Hamburgers ,” she says bitterly, just as she might say Hitler , “where they can put anything in the world in that they want—and he eats them. Jack, make him promise before he gives himself a terrible tsura , and it’s too late.”

“I promise !” I scream. “I promise! ” and race from the kitchen—to where? Where else.

I tear off my pants, furiously I grab that battered battering ram to freedom, my adolescent cock, even as my mother begins to call from the other side of the bathroom door. “Now this time don’t flush. Do you hear me, Alex? I have to see what’s in that bowl!”

Doctor, do you understand what I was up against? My wang was all I really had that I could call my own. You should have watched her at work during polio season! She should have gotten medals from the March of Dimes! Open your mouth. Why is your throat red? Do you have a headache you’re not telling me about? You’re not going to any baseball game, Alex, until I see you move your neck. Is your neck stiff? Then why are you moving it that way? You ate like you were nauseous, are you nauseous? Well, you ate like you were nauseous. I don’t want you drinking from the drinking fountain in that playground. If you’re thirsty wait until you’re home. Your throat is sore, isn’t it? I can tell how you’re swallowing. I think maybe what you are going to do, Mr. Joe Di Maggie, is put that glove away and lie down. I am not going to allow you to go outside in this heat and run around, not with that sore throat, I’m not. I want to take your temperature. I don’t like the sound of this throat business one bit. To be very frank, I am actually beside myself that you have been walking around all day with a sore throat and not telling your mother. Why did you keep this a secret? Alex, polio doesn’t know from baseball games. It only knows from iron lungs and crippled forever! I don’t want you running around, and that’s final. Or eating hamburgers out. Or mayonnaise.

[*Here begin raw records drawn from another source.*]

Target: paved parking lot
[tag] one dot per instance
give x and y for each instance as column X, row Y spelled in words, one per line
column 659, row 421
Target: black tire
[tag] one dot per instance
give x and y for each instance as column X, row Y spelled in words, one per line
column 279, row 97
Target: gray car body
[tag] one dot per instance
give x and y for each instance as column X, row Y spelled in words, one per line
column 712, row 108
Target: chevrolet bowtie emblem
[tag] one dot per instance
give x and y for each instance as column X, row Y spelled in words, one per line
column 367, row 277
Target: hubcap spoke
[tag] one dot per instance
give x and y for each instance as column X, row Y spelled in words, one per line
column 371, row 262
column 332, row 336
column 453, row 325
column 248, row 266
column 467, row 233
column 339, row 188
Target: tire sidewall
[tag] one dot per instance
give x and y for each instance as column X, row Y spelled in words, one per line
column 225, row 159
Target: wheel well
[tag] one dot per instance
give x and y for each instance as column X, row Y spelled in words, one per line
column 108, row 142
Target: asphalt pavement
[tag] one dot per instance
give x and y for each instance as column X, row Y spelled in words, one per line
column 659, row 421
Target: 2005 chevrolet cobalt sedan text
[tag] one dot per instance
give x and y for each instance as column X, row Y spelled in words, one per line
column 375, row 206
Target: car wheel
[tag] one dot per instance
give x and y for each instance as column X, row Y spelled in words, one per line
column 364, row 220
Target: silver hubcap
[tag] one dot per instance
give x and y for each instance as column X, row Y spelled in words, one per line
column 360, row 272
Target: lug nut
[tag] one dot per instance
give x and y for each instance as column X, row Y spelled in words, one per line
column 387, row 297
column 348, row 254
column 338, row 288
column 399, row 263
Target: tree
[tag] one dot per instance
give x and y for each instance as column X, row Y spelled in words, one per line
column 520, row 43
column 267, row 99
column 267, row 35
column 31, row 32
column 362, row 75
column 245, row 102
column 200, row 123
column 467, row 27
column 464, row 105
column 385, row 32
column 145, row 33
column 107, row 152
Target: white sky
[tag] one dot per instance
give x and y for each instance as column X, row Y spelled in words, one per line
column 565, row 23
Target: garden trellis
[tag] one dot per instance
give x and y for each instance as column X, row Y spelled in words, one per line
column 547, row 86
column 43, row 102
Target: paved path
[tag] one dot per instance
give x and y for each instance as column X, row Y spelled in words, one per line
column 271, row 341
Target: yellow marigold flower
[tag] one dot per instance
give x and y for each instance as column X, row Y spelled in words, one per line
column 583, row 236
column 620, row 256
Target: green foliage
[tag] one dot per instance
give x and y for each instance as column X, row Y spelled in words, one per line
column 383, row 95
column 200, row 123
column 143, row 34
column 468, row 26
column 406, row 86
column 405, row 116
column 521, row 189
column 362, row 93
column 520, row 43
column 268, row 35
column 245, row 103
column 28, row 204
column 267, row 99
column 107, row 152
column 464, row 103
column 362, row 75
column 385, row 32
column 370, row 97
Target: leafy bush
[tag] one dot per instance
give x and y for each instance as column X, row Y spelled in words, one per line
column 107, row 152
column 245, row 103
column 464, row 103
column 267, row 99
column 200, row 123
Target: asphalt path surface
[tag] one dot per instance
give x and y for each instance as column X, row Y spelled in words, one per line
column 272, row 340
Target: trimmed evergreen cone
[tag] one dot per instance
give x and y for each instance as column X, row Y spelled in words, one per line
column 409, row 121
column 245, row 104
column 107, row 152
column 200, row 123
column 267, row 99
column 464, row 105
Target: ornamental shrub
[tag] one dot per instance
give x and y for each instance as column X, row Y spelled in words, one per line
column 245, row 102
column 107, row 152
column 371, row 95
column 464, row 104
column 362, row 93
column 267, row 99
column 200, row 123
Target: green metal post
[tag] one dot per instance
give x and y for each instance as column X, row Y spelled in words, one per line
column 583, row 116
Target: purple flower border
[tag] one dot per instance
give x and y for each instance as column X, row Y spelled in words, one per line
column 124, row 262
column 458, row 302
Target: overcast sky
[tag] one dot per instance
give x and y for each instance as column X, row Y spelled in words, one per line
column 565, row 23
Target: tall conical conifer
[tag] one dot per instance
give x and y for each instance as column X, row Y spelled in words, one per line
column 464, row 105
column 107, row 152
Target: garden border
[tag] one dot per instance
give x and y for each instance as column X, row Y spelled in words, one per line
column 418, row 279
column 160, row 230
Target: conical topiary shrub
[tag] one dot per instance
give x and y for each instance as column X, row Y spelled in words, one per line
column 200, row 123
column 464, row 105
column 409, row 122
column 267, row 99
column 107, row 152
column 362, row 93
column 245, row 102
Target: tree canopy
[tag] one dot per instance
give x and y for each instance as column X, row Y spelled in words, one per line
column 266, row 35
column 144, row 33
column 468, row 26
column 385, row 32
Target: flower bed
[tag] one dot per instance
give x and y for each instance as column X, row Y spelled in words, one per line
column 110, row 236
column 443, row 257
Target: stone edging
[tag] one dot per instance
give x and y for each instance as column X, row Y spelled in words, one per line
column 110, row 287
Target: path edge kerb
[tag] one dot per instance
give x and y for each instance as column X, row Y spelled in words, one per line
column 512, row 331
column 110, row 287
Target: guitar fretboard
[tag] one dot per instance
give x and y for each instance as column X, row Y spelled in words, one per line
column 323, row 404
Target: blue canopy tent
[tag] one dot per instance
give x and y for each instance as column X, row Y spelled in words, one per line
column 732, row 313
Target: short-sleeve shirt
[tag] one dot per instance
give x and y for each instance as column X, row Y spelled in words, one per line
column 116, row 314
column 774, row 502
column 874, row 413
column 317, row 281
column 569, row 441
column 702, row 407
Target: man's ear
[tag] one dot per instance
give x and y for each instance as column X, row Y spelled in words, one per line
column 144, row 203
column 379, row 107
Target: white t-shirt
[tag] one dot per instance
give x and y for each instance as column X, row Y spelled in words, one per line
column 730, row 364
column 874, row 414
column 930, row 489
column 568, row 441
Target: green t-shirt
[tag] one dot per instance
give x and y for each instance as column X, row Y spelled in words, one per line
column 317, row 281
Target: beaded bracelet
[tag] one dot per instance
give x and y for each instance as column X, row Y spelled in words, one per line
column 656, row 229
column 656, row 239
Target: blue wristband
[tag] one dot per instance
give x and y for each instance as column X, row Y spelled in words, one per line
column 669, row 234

Or chopped liver. Or tuna. Not everybody is careful the way your mother is about spoilage. You’re used to a spotless house, you don’t begin to know what goes on in restaurants. Do you know why your mother when we go to the Chink’s will never sit facing the kitchen? Because I don’t want to see what goes on back there. Alex, you must wash everything, is that clear? Everything! God only knows who touched it before you did.